Oak Park celebrates Chinese New Year

Students welcome in the Year of the Rat

Students celebrate the Chinese New Year on the Great Lawn. Activities included traditional food, arts and crafts and a group dance performed by Chinese language students.

Holidays like Thanksgiving and Christmas shut down the United States; restaurants close and people around the country gather to celebrate. On the other side of the world, however, China carries on like any other day. On Jan. 25, though, all 1.39 billion citizens dedicate the day to welcoming in the newest Chinese calendar. Throughout the week, a variety of activities ensue, all with the goal of “reinventing themselves” for the new year. Activities range from cleaning the house or setting off fireworks to cast off bad luck.

At Oak Park High School, Chinese teacher Sherry Hung has worked to instill an understanding of the holiday into all of her students. On the 25th, students had the opportunity to join Hung and her Chinese 1, 2, 3, and AP Chinese students on the Great Lawn to enjoy food, crafts and dancing.

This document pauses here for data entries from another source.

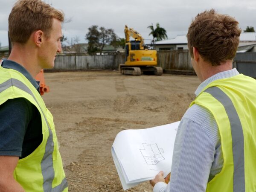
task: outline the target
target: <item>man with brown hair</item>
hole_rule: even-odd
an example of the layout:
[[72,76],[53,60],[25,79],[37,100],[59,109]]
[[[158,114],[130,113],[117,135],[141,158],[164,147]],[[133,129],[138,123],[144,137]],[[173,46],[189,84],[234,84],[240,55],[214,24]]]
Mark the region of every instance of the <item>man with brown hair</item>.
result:
[[188,47],[202,83],[179,126],[170,181],[160,172],[150,181],[154,192],[256,191],[256,81],[232,69],[238,24],[212,9],[190,25]]
[[12,49],[0,65],[0,192],[67,192],[52,116],[34,78],[61,51],[62,12],[18,0],[9,16]]

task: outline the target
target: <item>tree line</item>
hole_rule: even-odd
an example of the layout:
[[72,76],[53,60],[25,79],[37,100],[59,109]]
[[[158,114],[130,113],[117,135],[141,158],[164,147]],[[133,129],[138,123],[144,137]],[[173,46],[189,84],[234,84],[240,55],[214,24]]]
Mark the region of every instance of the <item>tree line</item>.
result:
[[[161,41],[167,38],[166,30],[160,27],[158,23],[154,28],[153,24],[148,27],[151,32],[149,35],[153,36],[155,41]],[[93,25],[88,28],[88,32],[85,35],[85,39],[88,41],[88,47],[87,52],[89,54],[99,52],[101,55],[106,45],[110,45],[116,47],[122,46],[124,47],[125,39],[119,38],[115,33],[113,29],[106,29],[104,27],[99,27]]]
[[[153,36],[154,41],[162,41],[168,38],[166,29],[160,26],[157,23],[154,27],[153,23],[147,27],[151,30],[149,35]],[[244,32],[255,32],[253,26],[247,26]],[[88,41],[88,47],[87,52],[89,54],[94,54],[99,52],[101,55],[103,49],[106,45],[110,45],[114,47],[121,46],[124,47],[127,43],[124,38],[120,38],[115,33],[113,29],[106,29],[103,26],[92,25],[88,28],[88,32],[85,35],[85,39]],[[67,38],[63,36],[61,42],[67,41]],[[76,36],[73,38],[74,48],[77,52],[81,51],[81,47],[79,45],[79,38]],[[72,43],[71,43],[73,44]]]

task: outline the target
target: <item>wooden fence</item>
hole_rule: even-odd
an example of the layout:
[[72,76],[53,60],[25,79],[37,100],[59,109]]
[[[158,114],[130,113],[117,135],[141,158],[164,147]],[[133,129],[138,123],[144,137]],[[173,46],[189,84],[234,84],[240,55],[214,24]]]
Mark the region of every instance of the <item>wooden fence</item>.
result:
[[[125,63],[125,58],[124,53],[103,55],[58,55],[54,68],[47,71],[117,69],[119,64]],[[158,51],[157,63],[166,71],[193,71],[187,50]]]

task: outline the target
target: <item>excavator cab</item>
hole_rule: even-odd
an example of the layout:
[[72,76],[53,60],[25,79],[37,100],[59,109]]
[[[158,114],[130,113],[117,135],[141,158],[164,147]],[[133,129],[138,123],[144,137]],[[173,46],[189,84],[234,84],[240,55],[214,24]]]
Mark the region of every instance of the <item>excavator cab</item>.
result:
[[[140,76],[153,74],[161,76],[163,69],[157,65],[157,51],[145,49],[144,39],[138,32],[127,26],[125,27],[126,61],[119,65],[122,74]],[[134,40],[130,40],[130,37]]]

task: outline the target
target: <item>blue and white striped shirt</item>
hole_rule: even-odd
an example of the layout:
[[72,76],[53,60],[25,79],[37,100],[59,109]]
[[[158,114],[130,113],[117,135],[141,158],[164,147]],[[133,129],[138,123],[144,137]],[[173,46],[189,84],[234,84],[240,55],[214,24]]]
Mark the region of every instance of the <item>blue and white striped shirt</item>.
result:
[[[197,96],[210,83],[239,74],[236,69],[217,73],[200,84]],[[170,182],[157,183],[154,192],[205,192],[223,165],[217,123],[207,109],[197,105],[182,117],[175,141]]]

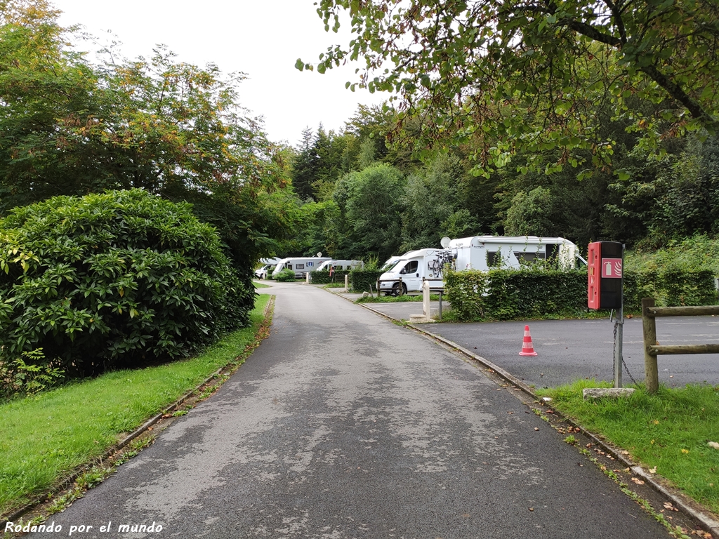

“We [had] a couple different tables with different cultural Chinese activities and performances from a bunch of different groups,” senior Chinese IV student Spencer Driggs said.

Tables included Chinese meals, lantern making, and drawing traditional Chinese characters. Elsewhere, there were items displayed such as dragon costumes alongside a variety of different Chinese instruments.

“We want[ed] to appreciate all the cultures that belong to the students that attend Oak Park High School and acknowledge them in our community,” junior Chinese 3 student Nathan Prince said.

Finally, the celebration concluded with a group dance by the Chinese students to welcome the Year of the Rat.

“It’s a time to really get to know a different culture and just have some fun with friends,” said Driggs.